I’ve been feeling down lately because my first host family was entirely too good to me. I was and still feel like a part of their family. We text each other from time to time. My host sister teases me about stuff. I tell them to learn more English. They tell me that they’re proud of my Tagalog, and it feels so good to have a family away from family.
I just don’t quite have that here in my new town. I don’t know what happened, but I never quite integrated. The family is extremely nice and accommodating. I have no complaints, technically. I just wish I felt loved or at the very least cared for. I feel more like a nuisance. I feel like the big clumsy foreigner who is in the way. And the feeling has become increasingly palpable. They clearly want me gone. I have never felt as unwelcome as I do at the moment. I’d probably cry, but I don’t even feel comfortable enough to do that.

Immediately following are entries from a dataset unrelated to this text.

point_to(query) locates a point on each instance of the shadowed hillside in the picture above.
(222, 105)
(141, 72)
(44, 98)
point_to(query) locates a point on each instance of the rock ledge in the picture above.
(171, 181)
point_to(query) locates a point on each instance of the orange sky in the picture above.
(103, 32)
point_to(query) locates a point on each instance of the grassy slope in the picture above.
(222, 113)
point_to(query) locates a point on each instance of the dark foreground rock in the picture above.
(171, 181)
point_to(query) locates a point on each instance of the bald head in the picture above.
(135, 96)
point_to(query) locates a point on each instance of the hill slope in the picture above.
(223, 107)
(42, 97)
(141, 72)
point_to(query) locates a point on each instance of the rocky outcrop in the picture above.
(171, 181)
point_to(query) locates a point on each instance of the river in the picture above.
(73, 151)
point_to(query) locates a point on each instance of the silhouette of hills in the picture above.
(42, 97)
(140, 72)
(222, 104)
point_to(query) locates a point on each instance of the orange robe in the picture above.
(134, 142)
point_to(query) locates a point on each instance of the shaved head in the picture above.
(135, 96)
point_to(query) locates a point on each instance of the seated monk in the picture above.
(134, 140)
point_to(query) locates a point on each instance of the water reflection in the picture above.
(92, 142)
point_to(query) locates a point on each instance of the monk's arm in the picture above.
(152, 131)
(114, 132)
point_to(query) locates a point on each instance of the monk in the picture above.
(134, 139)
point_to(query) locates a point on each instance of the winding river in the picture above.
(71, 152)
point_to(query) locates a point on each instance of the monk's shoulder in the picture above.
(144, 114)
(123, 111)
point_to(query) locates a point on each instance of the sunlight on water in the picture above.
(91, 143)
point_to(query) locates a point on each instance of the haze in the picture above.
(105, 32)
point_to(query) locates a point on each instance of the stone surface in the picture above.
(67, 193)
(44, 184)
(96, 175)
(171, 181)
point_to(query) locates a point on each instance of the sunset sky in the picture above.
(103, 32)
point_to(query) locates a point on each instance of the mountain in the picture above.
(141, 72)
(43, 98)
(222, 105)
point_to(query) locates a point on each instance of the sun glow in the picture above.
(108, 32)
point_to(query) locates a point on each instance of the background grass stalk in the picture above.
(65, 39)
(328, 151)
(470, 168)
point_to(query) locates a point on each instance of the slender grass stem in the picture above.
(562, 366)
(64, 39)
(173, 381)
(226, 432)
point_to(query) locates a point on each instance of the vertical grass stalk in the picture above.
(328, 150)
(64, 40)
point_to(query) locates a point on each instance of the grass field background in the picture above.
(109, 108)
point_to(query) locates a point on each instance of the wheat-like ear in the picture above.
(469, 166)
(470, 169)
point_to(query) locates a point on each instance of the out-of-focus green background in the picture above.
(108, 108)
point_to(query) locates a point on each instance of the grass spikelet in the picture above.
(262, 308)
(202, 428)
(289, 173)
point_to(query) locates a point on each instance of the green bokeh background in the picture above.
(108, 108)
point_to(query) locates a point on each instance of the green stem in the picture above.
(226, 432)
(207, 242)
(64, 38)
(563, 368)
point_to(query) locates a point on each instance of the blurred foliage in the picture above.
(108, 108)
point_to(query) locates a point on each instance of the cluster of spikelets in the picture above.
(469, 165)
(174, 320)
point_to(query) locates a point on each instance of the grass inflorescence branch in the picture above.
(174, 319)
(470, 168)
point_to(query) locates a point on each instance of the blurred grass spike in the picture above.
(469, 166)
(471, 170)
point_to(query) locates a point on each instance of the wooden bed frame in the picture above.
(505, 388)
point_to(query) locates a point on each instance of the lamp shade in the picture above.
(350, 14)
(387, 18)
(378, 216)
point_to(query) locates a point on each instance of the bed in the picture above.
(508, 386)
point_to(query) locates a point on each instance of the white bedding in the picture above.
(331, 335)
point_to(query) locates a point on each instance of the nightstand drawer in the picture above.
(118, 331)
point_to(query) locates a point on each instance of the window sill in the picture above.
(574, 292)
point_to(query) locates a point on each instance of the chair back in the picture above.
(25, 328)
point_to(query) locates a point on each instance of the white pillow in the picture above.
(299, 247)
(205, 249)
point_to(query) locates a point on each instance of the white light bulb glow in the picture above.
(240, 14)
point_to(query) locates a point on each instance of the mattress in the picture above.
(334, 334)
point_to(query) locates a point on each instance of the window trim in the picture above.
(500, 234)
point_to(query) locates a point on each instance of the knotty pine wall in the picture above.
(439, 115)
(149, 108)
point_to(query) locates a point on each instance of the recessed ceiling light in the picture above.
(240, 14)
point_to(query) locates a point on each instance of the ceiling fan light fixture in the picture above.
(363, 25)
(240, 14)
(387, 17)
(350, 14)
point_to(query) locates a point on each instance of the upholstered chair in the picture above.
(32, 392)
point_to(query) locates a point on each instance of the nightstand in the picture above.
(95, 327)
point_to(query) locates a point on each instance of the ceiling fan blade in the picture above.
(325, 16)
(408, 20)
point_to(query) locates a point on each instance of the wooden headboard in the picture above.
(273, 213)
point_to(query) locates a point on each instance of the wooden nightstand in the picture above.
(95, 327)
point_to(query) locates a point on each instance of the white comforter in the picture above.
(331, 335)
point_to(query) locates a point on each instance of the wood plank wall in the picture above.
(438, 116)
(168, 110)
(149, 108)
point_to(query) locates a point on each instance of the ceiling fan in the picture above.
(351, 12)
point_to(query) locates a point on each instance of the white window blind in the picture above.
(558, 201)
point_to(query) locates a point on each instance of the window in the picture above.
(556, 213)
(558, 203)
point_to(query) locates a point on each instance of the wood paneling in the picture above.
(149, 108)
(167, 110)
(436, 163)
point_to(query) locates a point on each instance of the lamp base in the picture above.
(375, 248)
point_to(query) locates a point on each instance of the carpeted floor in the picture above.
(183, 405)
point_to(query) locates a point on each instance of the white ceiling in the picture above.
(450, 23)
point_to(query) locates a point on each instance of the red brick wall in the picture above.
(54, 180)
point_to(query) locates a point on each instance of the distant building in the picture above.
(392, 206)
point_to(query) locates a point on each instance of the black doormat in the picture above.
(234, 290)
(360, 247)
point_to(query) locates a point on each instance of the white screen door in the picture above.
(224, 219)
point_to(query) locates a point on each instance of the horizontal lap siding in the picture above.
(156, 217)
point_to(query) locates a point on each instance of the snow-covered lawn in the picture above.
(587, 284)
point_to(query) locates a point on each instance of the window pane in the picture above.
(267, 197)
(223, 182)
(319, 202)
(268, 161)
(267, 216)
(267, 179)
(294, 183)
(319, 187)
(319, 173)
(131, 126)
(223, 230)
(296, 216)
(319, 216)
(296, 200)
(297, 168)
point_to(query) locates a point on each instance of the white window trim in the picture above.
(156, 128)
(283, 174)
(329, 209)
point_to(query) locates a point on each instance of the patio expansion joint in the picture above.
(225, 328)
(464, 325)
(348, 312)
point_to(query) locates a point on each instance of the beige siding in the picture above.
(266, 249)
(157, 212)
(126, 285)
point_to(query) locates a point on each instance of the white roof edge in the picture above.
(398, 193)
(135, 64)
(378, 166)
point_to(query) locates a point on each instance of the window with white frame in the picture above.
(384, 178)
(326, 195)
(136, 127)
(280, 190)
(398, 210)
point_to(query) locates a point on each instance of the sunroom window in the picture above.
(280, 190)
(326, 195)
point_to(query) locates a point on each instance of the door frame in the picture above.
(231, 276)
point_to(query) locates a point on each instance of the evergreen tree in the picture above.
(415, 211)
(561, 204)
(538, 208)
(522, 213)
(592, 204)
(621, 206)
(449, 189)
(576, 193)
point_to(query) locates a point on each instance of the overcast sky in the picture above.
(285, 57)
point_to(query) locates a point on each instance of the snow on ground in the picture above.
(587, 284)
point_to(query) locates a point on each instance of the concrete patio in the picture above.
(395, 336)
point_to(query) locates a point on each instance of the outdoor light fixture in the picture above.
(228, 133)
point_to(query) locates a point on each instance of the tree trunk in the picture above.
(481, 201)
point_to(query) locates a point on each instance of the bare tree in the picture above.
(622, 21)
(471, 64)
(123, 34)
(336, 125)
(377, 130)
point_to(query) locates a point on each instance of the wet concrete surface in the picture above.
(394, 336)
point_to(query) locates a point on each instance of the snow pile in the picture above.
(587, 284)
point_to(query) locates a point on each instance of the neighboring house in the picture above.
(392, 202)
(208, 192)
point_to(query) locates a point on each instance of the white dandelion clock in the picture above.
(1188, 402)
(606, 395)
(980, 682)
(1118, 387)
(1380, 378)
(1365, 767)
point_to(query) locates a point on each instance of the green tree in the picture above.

So, I have kind of been a walking open wound lately. Every time I hear, “hey Joe!” I tense up. Every time that some child mocks my Tagalog, I’m hurt way more than I should be. And since I’m “on” all of the time it’s impossible to react. I’m just stuck with all of my emotions lingering like the mosquitoes. They buzz around me, irritate me, and even when I get one to leave me alone another lands on me and begins to pierce my flesh and suck just a little more life out of me.
I feel like climbing the highest building I can find and screaming, “I’M TRYING AS HARD AS I CAN, OK!?”
And I can’t even escape it here (online), but I won’t get into that. Expression is good, right? Thus, I shall never stifle expression.
On a good note (and somewhat frustrating note) my office mates love me enough to want me to perform with them. It’s only frustrating because it goes along with the being “on” thing. I would rather just sit in the background for just one moment. But alas, I will be playing guitar and singing, “I’m Yours” by Jason Mraz. I am doing this for the sake of friendship, and the fact that it’s English month, and our department wanted to do this, and it’s not REALLY a big deal.
I guess my biggest struggle has been trying to figure out how to please everyone. It’s such a wasteful endeavor, but one I spend too much time on. I can’t dwell on every negative word when I have gotten so much positive feedback. I can’t keep going back and changing my opinions or actions because they offended someone, because I find I offend someone else in my backpedaling.
I guess I’ll just have to learn to be myself and hope that’s enough.
Too bad (pardon the cliché) that’s much easier said than done.